Prologue
- Dirty Harriet
I
confess. I said it. When my husband raised his fists at me that
last time, I said: “Go ahead, make my day!”
He
obliged. So did I, putting a .44 Magnum bullet through his heart
and putting him out of my misery. Permanently.
Hey
– it was a clear case of self-defense, as attested to by the
five hundred witnesses at the scene, a wedding reception at the
Boca Raton Beach Club (BaR-B-Cue for short). Okay, so I ruined the
bride’s big day. Give me a break, will you? The SOB had it
coming, trust me.
Well,
the press had a field day, dubbing me “Dirty Harriet”
in honor of Clint Eastwood’s notorious Dirty Harry character.
That suits me fine – there are a lot of similarities between
old Harry and me. We both speak softly and carry a big gun.
My
real name is Harriet Horowitz. I’m a recovering Boca Babe.

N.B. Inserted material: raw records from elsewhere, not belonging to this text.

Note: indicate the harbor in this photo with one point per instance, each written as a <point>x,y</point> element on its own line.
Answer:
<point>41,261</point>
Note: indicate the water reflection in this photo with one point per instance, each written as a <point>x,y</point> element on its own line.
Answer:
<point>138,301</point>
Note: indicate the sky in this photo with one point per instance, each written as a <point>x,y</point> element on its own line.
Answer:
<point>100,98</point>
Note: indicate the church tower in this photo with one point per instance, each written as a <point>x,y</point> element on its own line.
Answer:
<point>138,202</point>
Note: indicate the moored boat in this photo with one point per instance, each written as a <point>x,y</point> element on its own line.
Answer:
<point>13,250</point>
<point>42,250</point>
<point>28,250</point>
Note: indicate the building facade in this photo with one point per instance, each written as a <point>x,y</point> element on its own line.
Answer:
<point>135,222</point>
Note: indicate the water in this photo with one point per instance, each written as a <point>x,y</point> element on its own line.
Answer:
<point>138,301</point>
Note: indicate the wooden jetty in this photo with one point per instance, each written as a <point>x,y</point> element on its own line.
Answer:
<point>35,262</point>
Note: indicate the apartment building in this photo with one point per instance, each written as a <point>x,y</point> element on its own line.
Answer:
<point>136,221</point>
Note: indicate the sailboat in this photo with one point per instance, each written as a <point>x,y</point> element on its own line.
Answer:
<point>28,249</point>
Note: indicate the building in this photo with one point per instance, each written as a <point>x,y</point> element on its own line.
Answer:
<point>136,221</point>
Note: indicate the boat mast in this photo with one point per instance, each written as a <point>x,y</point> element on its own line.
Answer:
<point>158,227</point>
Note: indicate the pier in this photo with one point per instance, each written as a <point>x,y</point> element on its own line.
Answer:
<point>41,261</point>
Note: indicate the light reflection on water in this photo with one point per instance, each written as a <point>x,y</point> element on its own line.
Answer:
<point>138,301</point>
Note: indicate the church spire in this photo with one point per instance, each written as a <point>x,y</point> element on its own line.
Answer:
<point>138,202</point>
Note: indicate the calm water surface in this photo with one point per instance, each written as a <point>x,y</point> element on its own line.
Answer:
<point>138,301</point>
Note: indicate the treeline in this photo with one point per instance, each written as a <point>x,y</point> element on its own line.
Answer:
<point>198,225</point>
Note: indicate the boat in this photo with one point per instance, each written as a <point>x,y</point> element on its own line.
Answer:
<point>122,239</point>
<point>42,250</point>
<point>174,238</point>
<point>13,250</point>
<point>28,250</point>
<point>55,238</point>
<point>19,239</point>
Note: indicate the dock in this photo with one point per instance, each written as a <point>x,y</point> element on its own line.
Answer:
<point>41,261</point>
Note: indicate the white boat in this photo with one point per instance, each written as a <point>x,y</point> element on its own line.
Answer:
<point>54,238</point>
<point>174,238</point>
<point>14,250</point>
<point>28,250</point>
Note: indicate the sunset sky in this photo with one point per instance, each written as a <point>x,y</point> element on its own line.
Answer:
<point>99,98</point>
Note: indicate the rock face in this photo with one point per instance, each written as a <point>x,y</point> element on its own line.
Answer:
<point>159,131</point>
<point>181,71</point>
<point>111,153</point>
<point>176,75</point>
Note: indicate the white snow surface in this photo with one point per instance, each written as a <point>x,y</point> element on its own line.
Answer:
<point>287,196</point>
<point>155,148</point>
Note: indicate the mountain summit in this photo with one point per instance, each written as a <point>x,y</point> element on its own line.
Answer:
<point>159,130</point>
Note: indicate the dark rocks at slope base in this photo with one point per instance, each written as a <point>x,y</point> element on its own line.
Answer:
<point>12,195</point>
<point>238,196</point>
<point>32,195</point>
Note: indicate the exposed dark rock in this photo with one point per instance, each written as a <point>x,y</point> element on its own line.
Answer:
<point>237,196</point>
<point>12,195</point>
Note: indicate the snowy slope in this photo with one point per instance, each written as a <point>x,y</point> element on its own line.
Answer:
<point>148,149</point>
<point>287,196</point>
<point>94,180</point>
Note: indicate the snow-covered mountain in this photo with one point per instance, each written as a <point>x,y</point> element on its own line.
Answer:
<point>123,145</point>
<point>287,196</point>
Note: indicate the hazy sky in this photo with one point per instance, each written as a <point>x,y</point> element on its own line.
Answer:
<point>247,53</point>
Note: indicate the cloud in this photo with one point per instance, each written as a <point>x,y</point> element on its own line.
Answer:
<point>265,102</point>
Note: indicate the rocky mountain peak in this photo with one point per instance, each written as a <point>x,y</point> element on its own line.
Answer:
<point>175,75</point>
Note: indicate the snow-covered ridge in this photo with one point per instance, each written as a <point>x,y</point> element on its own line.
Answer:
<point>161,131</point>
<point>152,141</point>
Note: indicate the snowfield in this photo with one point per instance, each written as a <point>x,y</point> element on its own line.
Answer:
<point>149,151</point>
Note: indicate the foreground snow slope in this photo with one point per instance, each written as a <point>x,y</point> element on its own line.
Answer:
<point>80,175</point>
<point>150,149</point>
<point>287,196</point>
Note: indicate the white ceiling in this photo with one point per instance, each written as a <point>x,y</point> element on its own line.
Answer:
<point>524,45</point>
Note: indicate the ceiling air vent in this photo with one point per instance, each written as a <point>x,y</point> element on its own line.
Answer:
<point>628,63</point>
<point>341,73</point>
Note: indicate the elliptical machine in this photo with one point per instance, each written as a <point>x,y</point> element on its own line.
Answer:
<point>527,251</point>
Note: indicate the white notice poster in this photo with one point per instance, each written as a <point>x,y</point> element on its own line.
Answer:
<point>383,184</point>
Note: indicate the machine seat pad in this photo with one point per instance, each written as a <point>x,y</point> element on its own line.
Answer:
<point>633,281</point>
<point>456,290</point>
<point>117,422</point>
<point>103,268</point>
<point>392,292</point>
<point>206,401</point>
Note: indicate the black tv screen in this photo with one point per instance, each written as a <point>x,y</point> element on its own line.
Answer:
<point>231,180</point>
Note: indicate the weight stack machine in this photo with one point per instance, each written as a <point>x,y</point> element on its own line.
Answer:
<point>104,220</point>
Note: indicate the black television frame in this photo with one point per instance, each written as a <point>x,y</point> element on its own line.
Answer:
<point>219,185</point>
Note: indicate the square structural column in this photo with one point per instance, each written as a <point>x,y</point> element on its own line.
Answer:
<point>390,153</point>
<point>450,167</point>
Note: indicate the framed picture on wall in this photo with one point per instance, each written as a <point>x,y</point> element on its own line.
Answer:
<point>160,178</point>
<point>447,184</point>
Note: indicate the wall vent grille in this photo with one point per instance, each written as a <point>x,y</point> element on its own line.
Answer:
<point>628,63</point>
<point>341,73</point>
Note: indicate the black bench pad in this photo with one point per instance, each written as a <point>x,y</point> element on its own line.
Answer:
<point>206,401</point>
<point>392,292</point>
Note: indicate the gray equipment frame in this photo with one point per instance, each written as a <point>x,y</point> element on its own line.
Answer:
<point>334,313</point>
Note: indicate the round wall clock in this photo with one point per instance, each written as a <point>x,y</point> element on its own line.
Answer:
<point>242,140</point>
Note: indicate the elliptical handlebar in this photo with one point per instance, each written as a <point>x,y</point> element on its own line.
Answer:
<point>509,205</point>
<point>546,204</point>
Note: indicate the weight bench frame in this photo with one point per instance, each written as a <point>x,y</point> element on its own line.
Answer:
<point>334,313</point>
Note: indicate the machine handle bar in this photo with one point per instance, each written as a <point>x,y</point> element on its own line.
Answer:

No, those aren’t the opening lines of a Boca Babes Anonymous
meeting. There is no such beast, and even if there were, groups
aren’t my bag.
So
what’s to recover from, you ask? Let’s start with personal
appearance. The Boca Babe needs: a weekly manicure, biweekly pedicure,
twice-weekly blowout, monthly highlighting and razor-edge trimming,
lip and brow waxing, bikini waxing, a truckload of cosmetics to
keep Estée Lauder and Lancôme in business, twice-weekly
trips to the mall with the personal shopper, daily sessions with
the personal trainer. Had enough? We haven’t even started
on household maintenance.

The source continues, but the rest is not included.